The ground rushed up to meet him. Above him, the moon spun lazily across his darkening vision. More shattering glass. Lucia's voice, hoarse and shouting something he couldn't make out. The whoosh of flames. A dragon's roar.
Weight crashed down beside him. Someone's hands grabbed his shoulders.
"—got you, stay with me, Clive, stay—"
A shadow blocked out the moon.
The sound of fighting erupted. Steel on light. Fire against moonbeam. Dragons snarling. More shouting. Multiple people now.
Someone was dragging him backward. Away from Jill. Away from the moonlight. His body left a dark trail across the moss-covered stones.
"—massive internal damage, I don't know if I have anything—"
"—just keep him alive, we need to—"
The voices fractured, overlapping, becoming meaningless.
Through the chaos, through the haze of shock and blood loss, he caught one last glimpse of Jill. She stood in her pillar of moonlight, silver hair floating around her face, eyes blazing with that terrible divine glow.

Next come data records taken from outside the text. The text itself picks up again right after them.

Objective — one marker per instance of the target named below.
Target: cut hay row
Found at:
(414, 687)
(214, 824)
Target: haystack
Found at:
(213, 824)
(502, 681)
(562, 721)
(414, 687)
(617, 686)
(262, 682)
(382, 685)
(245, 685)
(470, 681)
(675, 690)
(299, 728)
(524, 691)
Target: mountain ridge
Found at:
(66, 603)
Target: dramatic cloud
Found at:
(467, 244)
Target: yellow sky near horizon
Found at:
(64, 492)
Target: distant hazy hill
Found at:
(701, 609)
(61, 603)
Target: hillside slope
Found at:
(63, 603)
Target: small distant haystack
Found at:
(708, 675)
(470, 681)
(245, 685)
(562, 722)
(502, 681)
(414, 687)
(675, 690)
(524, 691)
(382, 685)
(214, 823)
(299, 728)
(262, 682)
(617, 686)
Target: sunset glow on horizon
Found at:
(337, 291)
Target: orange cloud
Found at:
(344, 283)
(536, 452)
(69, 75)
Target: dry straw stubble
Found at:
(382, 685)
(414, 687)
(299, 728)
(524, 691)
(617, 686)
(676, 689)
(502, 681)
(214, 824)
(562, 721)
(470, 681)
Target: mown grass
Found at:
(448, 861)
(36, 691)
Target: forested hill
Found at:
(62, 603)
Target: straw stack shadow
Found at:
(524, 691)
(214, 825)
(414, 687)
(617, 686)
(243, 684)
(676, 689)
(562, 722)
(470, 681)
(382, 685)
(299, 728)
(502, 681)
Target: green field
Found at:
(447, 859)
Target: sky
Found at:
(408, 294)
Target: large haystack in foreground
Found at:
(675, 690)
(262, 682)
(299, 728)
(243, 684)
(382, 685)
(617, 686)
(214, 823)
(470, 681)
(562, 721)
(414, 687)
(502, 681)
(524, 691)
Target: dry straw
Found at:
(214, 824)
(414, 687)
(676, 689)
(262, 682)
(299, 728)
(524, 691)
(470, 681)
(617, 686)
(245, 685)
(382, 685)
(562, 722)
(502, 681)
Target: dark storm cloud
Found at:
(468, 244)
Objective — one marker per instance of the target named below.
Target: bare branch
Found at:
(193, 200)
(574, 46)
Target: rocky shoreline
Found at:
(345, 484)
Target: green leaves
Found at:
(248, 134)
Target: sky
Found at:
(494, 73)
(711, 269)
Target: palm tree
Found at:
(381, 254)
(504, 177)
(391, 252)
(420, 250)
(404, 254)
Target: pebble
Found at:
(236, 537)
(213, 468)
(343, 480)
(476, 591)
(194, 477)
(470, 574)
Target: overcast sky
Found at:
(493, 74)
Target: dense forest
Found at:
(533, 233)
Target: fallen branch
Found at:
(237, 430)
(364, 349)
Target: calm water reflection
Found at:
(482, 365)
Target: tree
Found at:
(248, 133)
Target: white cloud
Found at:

The world narrowed to sensation without meaning. Cold stone beneath him. Warm liquid spreading across his chest. Pressure on his chest, trying to stop the bleeding.
"Clive, please—" Lucia's face appeared above him, streaked with tears and soot. "Please don't die. Not like this."
He tried to respond. Couldn't. His lips moved but no sound came out.
The darkness took him.
Every night he looked at the moon and wished. The moon looked back. And when she finally came down to answer, she brought all the cold of heaven with her.